The CNSC regulates the entire lifecycle of nuclear power plants. Decommissioning activities are the actions a licensee undertakes at the end of the useful life of the reactor. The decision to stop operating and to decommission the reactor is taken solely by the licensee.
The CNSC's role is to ensure that decommissioning activities are carried out in accordance with CNSC regulatory requirements to ensure protection of the workers, the public and the environment, and to implement Canada's international commitments on the peaceful use of nuclear energy.
Plans related to the decommissioning of nuclear power plants take, on average, 50 years to completely implement. As a requirement for obtaining a licence to operate a nuclear power plant, the operator must submit a decommissioning plan that outlines how the operator plans to manage the dismantling of the plant.
The financial guarantee, which is based on this plan, is also used by the CNSC to evaluate how the operator will guarantee financing for decommissioning activities.
Gentilly-1 and Gentilly-2, Bécancour, Québec.

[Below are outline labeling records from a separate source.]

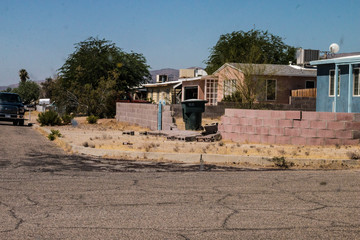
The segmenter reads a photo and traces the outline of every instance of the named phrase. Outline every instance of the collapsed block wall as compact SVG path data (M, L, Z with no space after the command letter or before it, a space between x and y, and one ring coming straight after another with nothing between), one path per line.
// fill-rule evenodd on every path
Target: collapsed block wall
M116 103L116 121L137 124L151 130L158 128L158 105L144 103ZM173 118L170 106L163 106L162 129L170 130Z
M360 113L225 109L219 131L240 143L355 145Z

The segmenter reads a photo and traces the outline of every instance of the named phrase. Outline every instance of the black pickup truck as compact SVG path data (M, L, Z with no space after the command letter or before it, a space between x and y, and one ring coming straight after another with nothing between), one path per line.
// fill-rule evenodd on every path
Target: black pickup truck
M0 92L0 121L13 122L14 125L24 125L24 104L16 93Z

Under a normal operating licence, the operator can place the nuclear facility in safe storage, if it so wishes, as an initial step to decommissioning.
The Gentilly-2 Nuclear Power Plant in Bécancour, Québec, recently shut down and will soon take this step. Units 2 and 3 of the Pickering Nuclear Generating Station, Pickering, Ontario, are already in safe storage.
Three prototype nuclear reactors constructed and owned by Atomic Energy of Canada Limited were shut down and prepared for decommissioning in the 1980s in Rolphton and Kincardine, Ontario and in Bécancour (Gentilly-1).
Today, the CNSC continues to license these facilities as waste management facilities, which continue to safely store radioactive waste onsite. Funding to proceed with the decommissioning activities is provided by Canada's Nuclear Legacy Liabilities Program.
In the future, all radioactive waste will be removed from those locations, and decommissioning will eliminate any unreasonable risks to health, safety, security and the environment. At that point, those facilities will be issued abandonment licences to release them from CNSC regulatory control.